Forum Doktor Dorong Pembentukan UU Restorative Justice, Ini Alasannya
TANGSEL, iNews.id - Penerapan restorative justice (RJ) belakangan ini perlu diperkuat undang-undang (UU) yang mengaturnya. Sementara ini, pelaksanaanya dinilai masih parsial karena hanya mengacu pada peraturan yang ada di beberapa institusi seperti polisi, kejaksaan, Kementerian Hukum dan HAM serta Mahkamah Agung.
Praktik penegakan hukum dengan mengadopsi prinsip RJ dalam menyelesaikan suatu perkara pidana sudah dilakukan di semua institusi penegakan hukum, baik Mahkamah Agung, Kejaksaan Agung, Kepolisian Republik Indonesia maupun Kementerian Hukum dan Hak Asasi Manusia Republik Indonesia.
Restorative justice atau keadilan restoratif merupakan prinsip penyelesaian perkara dengan lebih menekankan pemulihan kembali daripada menuntut adanya hukuman dari pengadilan. Upaya itu mengacu pada Peraturan Polri Nomor 8 Tahun 2021 dan juga Peraturan Jaksa Agung Nomor 15 Tahun 2020.
Kepala Kejaksaan Tinggi (Kajati) DKI Jakarta, Reda Manthovani turut memaparkan pelaksanaan restorative justice yang kini terus berjalan di masing-masing institusi. Dia mengapresiasi ide pembentukan UU Restorative Justice demi kepentingan masyarakat luas.

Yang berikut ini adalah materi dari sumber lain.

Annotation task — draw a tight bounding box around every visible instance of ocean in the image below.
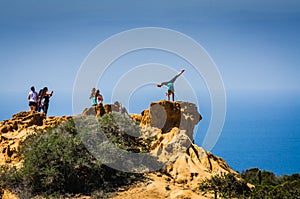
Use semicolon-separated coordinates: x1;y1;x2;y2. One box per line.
0;93;300;175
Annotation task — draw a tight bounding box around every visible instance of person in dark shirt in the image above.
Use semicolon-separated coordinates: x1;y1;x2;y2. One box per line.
43;87;53;115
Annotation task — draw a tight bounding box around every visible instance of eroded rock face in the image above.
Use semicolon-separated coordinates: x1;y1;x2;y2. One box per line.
142;127;237;188
137;100;202;140
81;102;128;117
0;111;71;165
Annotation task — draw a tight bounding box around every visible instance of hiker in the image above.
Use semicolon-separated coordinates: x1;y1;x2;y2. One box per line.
28;86;38;111
95;90;103;105
36;89;43;112
157;70;184;101
90;88;97;106
42;87;53;115
114;101;128;115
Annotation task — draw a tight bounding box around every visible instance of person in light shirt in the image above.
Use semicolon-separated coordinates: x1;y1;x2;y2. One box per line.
28;86;38;111
157;70;184;101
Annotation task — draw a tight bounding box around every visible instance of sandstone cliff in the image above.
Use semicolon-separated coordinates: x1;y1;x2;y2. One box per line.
0;111;71;167
0;100;237;199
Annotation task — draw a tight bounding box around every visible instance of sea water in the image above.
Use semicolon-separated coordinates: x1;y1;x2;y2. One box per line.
0;93;300;175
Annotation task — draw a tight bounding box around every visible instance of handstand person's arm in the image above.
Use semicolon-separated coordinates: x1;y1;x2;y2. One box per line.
157;70;184;87
167;70;184;84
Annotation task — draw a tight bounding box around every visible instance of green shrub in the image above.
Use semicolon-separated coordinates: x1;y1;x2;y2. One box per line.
199;173;250;198
0;113;150;197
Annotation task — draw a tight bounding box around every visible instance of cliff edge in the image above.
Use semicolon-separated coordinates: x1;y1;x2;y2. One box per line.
0;100;238;199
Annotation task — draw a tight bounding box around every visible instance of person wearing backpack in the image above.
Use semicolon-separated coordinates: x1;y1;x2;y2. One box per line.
27;86;38;111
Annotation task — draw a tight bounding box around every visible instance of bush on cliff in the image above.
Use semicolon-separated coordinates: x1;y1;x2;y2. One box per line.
1;113;152;195
241;168;300;199
199;168;300;199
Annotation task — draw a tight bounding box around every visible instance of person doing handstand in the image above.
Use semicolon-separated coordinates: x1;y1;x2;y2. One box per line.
157;70;184;101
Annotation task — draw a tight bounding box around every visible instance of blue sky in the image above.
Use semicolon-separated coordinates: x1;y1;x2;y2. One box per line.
0;0;300;114
0;0;300;173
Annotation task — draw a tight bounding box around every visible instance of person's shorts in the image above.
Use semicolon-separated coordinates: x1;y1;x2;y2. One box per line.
29;102;36;106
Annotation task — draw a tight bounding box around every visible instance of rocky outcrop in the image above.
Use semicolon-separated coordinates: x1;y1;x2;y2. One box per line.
0;111;71;166
0;100;238;199
81;102;128;117
132;100;202;140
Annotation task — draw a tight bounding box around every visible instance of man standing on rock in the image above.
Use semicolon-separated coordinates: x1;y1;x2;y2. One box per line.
157;70;184;101
28;86;38;111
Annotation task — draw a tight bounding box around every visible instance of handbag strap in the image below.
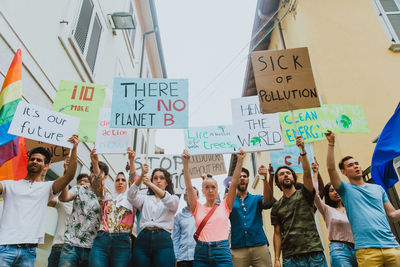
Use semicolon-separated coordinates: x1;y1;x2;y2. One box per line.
195;202;219;241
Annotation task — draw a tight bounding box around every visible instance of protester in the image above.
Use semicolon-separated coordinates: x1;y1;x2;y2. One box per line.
311;161;357;267
182;150;245;266
325;131;400;267
271;136;328;267
47;157;72;267
89;147;136;267
0;135;79;266
128;164;179;266
172;187;199;267
59;173;101;267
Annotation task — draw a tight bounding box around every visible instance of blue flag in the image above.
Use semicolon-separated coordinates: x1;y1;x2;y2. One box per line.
371;104;400;191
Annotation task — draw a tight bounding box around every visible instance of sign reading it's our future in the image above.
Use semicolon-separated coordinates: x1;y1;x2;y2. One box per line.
251;47;320;113
110;78;188;129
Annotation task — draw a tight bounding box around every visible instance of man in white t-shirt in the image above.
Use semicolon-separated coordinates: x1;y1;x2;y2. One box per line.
0;135;79;267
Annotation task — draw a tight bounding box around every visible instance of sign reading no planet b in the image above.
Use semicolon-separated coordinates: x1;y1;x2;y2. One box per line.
8;101;79;148
52;81;106;143
232;96;283;152
184;125;239;155
251;47;320;113
110;78;188;129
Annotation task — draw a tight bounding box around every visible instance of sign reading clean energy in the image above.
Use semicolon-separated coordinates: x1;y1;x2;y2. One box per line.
8;101;79;148
251;47;320;113
52;81;106;143
184;125;239;155
110;78;188;129
232;96;283;152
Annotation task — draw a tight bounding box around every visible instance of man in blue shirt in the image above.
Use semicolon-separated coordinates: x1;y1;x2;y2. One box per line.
172;187;199;267
325;131;400;267
229;165;273;267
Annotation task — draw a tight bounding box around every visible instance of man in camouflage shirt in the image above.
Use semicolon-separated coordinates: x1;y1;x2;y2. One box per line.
58;174;101;267
271;136;328;267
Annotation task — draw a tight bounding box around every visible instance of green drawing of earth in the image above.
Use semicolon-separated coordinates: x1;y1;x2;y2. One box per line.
250;137;261;146
336;114;352;130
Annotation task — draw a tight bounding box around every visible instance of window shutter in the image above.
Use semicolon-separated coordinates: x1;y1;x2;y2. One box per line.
74;0;93;53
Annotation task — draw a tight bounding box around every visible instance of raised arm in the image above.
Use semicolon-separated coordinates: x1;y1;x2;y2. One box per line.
226;148;246;210
296;136;314;192
258;165;273;205
182;149;197;212
52;134;79;194
325;130;341;190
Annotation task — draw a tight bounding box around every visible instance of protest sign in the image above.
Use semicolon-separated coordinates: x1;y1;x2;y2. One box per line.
8;101;79;148
184;125;239;155
95;108;132;154
251;47;320;113
279;108;325;145
232;96;283;152
135;154;226;194
318;105;369;133
269;145;314;173
53;81;106;143
25;139;70;163
110;78;188;129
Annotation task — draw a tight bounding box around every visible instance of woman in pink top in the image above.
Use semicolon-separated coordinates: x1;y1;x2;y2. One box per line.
311;162;358;267
182;150;246;267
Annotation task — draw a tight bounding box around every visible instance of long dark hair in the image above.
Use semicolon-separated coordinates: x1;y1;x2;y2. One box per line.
324;183;339;209
147;168;175;195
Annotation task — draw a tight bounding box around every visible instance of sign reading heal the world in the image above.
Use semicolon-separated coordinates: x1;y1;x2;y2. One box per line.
279;108;326;145
52;81;106;143
8;101;79;148
184;125;239;155
95;108;132;154
251;47;320;113
110;78;188;129
318;105;369;133
269;145;314;173
232;96;283;152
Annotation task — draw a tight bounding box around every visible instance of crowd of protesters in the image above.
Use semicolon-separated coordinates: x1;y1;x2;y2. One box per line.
0;131;400;267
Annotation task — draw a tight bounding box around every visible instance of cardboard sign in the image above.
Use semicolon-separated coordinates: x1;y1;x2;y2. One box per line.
184;125;239;155
318;105;369;133
111;78;188;129
279;108;326;145
53;81;106;143
95;108;132;154
269;145;314;173
232;96;283;152
8;101;79;148
25;139;70;163
251;47;320;113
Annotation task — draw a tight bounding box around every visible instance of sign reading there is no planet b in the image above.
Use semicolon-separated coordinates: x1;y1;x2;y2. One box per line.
251;47;320;113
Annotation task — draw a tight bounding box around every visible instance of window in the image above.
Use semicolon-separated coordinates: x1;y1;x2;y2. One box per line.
374;0;400;51
72;0;103;73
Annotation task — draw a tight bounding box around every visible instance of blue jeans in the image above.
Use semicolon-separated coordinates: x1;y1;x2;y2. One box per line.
193;240;233;267
58;243;90;267
89;231;131;267
47;246;62;267
283;252;328;267
132;229;175;267
329;242;358;267
0;245;36;267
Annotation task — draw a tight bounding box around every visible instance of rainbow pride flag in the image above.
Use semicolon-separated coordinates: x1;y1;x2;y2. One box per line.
0;49;28;180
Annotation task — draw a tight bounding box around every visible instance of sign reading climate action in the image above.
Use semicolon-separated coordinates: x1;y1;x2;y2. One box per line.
251;47;320;113
232;96;283;152
8;101;79;148
110;78;188;129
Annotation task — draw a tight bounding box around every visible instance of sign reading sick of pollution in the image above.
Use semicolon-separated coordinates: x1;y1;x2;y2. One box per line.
251;47;320;114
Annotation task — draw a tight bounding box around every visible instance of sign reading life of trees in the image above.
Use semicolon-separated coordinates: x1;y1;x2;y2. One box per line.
251;47;320;114
110;78;188;129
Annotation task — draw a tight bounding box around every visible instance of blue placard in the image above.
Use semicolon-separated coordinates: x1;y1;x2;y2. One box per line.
110;78;188;129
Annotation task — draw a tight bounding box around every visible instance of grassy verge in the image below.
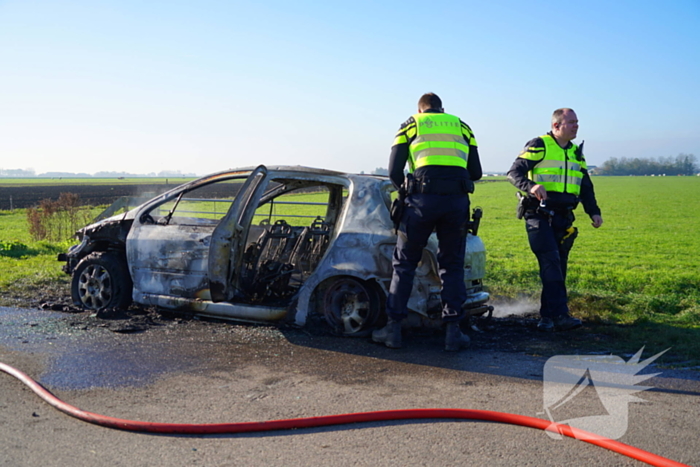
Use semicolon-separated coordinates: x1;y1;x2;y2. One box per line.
473;177;700;366
0;177;700;367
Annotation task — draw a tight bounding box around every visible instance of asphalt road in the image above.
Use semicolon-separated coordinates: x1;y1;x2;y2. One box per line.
0;308;700;467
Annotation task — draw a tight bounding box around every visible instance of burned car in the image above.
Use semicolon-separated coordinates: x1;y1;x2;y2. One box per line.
59;165;491;336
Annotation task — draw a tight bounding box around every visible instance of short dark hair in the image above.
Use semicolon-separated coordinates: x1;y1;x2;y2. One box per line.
552;107;574;125
418;92;442;111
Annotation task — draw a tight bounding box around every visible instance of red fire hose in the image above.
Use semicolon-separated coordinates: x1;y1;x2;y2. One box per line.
0;362;688;467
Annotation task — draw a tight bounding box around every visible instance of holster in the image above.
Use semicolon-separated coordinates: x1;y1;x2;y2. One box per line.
389;174;413;234
559;227;578;251
515;191;530;219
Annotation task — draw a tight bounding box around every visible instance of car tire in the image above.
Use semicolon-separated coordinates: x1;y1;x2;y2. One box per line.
321;277;383;337
71;251;133;311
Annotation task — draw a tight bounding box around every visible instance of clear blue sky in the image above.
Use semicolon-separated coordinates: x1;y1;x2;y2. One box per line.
0;0;700;175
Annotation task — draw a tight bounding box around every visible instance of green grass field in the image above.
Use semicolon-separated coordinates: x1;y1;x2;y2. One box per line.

"Ini namanya ide, wacana, terserah Forsiladi (Forum Silaturahmi Doktor se-Indonesia) mau dikirim ke DPR, Baleg. Karena ini terkait bukan masalah kepentingannya kepolisian, bukannya kepentingan kejaksaan atau peradilan, tapi ini kepentingannya negara dan bangsa, masyarakat, rakyat yang terlibat permasalahan hukum sehingga tidak berlarut-larut," ucapnya dalam kegiatan kuliah umum soal restorative justice di Aula Fisip Universitas Muhammadiyah Jakarta (UMJ), Ciputat Timur, Tangerang Selatan, Rabu (18/1/23).
"Diharapkan proses itu, tata cara tersebut oleh Forsiladi diharapkan menjadi sebuah undang-undang, diatur dalam undang-undang. Tidak diatur menurut aturan secara parsial, melalui peraturan kepolisian, peraturan kejaksaan maupun mahkamah agung. Beda-beda nanti. Kalau diatur dalam undang-undang, itu jadi hukum acara tersendiri," ucapnya.
Dia juga menjelaskan jika selama tahun 2022 saja kejaksaan telah menerapkan RJ pada 1.454 perkara. Dengan langkah itu, pengeluaran keuangan negara bisa lebih efisien. Bahkan secara otomatis akan turut menekan jumlah penghuni penjara yang overkapasitas.
"Karena saat ini Lapas ini kapasitasnya penuh, 500 persen, udah overload. Dengan mengaktifkannya restoratif justice ini maka diharapkan beberapa tahun ke depan menurun," ujarnya.